Que o STF não titubeie, semana que vem, para concluir julgamento a favor da criminalização da LGBTfobia

por Thiago Amparo no Folha de São Paulo

No dia 23 de maio, o Supremo Tribunal Federal dará continuidade ao julgamento sobre a criminalização da LGBTfobia.

Com quatro votos já proferidos a favor da criminalização, STF deve concluir na próxima semana que condutas como incitar preconceito, impedir acesso a estabelecimento comercial, recusar empregar pessoas LGBTs em razão de sua orientação sexual e identidade de gênero passarão a ser crimes no Brasil.

Com a criminalização da LGBTfobia à espreita, LGBTs desafiam a política de esquecimento.

No Brasil, rapidamente esquecemos nomes como Larissa Rodrigues da Silva e Quelly da Silva, mulheres trans brutalmente mortas nos últimos meses.

Retiramos da pauta das escolas discussão sobre homofobia, como fez Dilma em 2011, como se isso nos fizesse esquecer os elevados índices de suicídio de jovens LGBT. Extraímos da política nacional referência a turismo LGBT, como fez Bolsonaro esta semana, como se assim pudéssemos fazer desaparecer os milhares de turistas que visitam o país todos os anos.

Em todo o período democrático, os poucos direitos garantidos à população LGBT vieram por meio de decisões judiciais, como reconhecimento de uniões homoafetivas, e atos do Poder Executivo, como tratamento no SUS para pessoas trans.

LGBTs —ao acionar o STF— desafiam a política que dita que corpos LGBT não importam, para usar uma expressão da filósofa Judith Butler.

Desafiam quão atroz é contarmos com uma morte LGBT a cada 16 horas.
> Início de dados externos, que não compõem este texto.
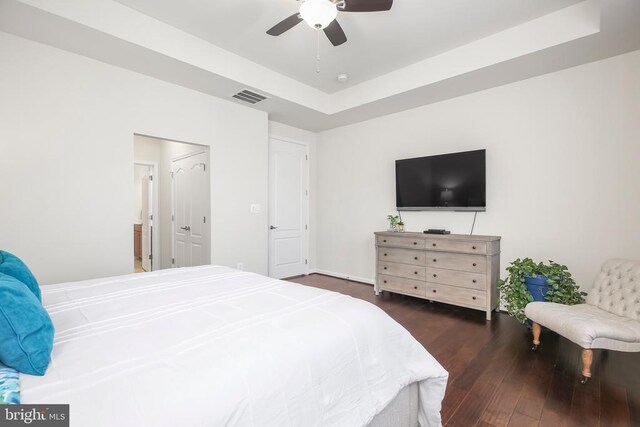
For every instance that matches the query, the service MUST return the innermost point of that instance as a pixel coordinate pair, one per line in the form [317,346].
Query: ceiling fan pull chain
[318,54]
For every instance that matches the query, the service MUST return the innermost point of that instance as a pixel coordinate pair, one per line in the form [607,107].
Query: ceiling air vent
[248,96]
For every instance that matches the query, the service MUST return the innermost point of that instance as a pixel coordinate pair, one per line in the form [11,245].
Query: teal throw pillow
[26,330]
[14,267]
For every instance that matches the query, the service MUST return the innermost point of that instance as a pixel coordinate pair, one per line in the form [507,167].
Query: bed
[216,346]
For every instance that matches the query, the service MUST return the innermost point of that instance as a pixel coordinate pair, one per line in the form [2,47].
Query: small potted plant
[393,222]
[530,281]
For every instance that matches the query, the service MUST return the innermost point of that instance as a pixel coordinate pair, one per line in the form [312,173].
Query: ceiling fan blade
[285,25]
[366,5]
[335,34]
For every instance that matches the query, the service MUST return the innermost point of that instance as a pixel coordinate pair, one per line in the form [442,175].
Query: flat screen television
[454,182]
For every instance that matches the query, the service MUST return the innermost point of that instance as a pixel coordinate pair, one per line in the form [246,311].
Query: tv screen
[445,182]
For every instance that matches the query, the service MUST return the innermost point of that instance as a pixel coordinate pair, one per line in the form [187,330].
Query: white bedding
[216,346]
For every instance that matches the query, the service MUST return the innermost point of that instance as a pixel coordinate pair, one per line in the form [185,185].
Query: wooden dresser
[454,268]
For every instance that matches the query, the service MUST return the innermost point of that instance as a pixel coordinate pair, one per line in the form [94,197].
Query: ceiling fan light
[318,13]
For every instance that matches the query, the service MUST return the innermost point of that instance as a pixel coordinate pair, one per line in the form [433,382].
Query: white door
[288,209]
[147,191]
[190,177]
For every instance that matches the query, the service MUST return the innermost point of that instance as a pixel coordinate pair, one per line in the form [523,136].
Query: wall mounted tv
[454,182]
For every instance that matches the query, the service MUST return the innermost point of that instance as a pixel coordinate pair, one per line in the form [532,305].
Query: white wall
[66,157]
[563,175]
[290,133]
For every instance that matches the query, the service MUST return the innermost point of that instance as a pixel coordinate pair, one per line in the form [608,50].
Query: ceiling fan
[321,15]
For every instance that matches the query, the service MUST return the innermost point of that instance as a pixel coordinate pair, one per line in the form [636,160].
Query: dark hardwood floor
[494,377]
Esta é a estimativa de morte por LGBTfobia entre 2011 e 2018 no Brasil, a partir de dados combinados do Disque 100 do Ministério de Direitos Humanos, e das ONGs Transgender Europe e Grupo Gay da Bahia.
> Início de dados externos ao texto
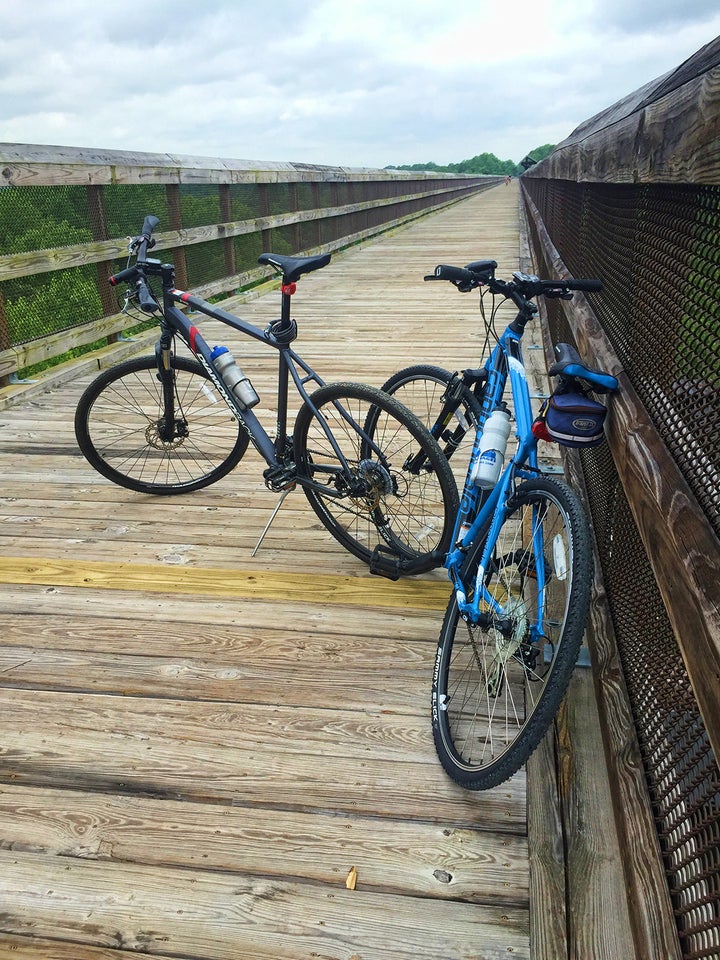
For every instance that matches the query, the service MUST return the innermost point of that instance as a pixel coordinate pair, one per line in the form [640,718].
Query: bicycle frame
[481,512]
[278,335]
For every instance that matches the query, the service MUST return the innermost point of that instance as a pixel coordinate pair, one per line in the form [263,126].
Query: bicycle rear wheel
[421,389]
[384,502]
[119,425]
[497,685]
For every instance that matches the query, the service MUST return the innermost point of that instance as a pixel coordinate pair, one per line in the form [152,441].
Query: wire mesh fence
[52,279]
[655,246]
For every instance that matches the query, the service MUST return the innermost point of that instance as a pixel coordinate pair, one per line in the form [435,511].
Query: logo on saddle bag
[572,419]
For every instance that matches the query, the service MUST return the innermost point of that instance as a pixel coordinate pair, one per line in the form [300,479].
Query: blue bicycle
[521,563]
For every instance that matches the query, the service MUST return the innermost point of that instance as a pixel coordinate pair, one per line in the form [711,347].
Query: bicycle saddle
[293,267]
[569,364]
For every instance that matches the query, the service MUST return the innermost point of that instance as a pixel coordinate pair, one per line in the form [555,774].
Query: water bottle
[234,378]
[493,444]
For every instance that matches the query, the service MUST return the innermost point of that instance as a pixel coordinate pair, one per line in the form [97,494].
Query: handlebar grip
[453,274]
[128,274]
A decisão do STF no caso da criminalização da LGBTfobia terá um efeito concreto: fazer com que crimes motivados por preconceito contra LGBTs deixem de ser invisíveis ao sistema de justiça.

O fato de alguns destes dados terem como base notícias de jornal evidenciam a política oficial de esquecimento das mortes de LGBTs no país.

Poucos estados registram em suas delegacias a motivação LGBTfóbica de um crime. São exceções, por exemplo, os estados da Bahia, São Paulo e Rio de Janeiro, sendo que nos dois últimos há uma delegacia especializada sobre crimes de intolerância.

Dados oficiais, quando raramente existem, corroboram com as estatísticas de organizações LGBTs: aumentaram em 75% os casos de LGBTfobia no estado de São Paulo durante o período eleitoral de 2018.
Criminalizar o ódio contra LGBTs não é uma jabuticaba brasileira. Experiência internacional mostra que em diversos países —entre eles EUA, Reino Unido e Colômbia— se pune crimes de ódio com motivação LGBTfóbica.

Em diversos países e em alguns estados brasileiros, discute-se seriamente como tornar cidades mais seguras para LGBTs por meio de um policiamento que respeite a diversidade.

Pesquisas internacionais, como a de Paul Iganski na Inglaterra, mostram que crimes de ódio ocorrem em sua maioria em interações corriqueiras e não como resultado de ataques orquestrados pro gangues ou outros grupos, embora esses também ocorram.

Na era Bolsonaro, LGBTs desafiam políticas de esquecimento. Nesta quinta-feira (16), o Conselho Nacional LGBT desafiou o governo que age para extinguir esse e outras centenas de conselhos federais: o Conselho Nacional LGBT deu a largada para as conferências LGBTs previstas para este ano. Temas como segurança pública, acesso à educação e direito à saúde estão na pauta.

Ao desafiar a política de esquecimento, LGBTs exigem serem vistos como cidadãos. Ter direito a que suas famílias sejam reconhecidas como tal, que seus corpos não sejam mortos e esquecidos, que as cidades não lhes sejam hostis, que os políticos não promovam o ódio contra eles. Na era Bolsonaro, LGBTs lutam pelo direito a ter direitos.


Thiago Amparo

Advogado, é professor de políticas de diversidade na FGV Direito SP. Doutor pela Central European University (Budapeste), escreve sobre direitos humanos e discriminação.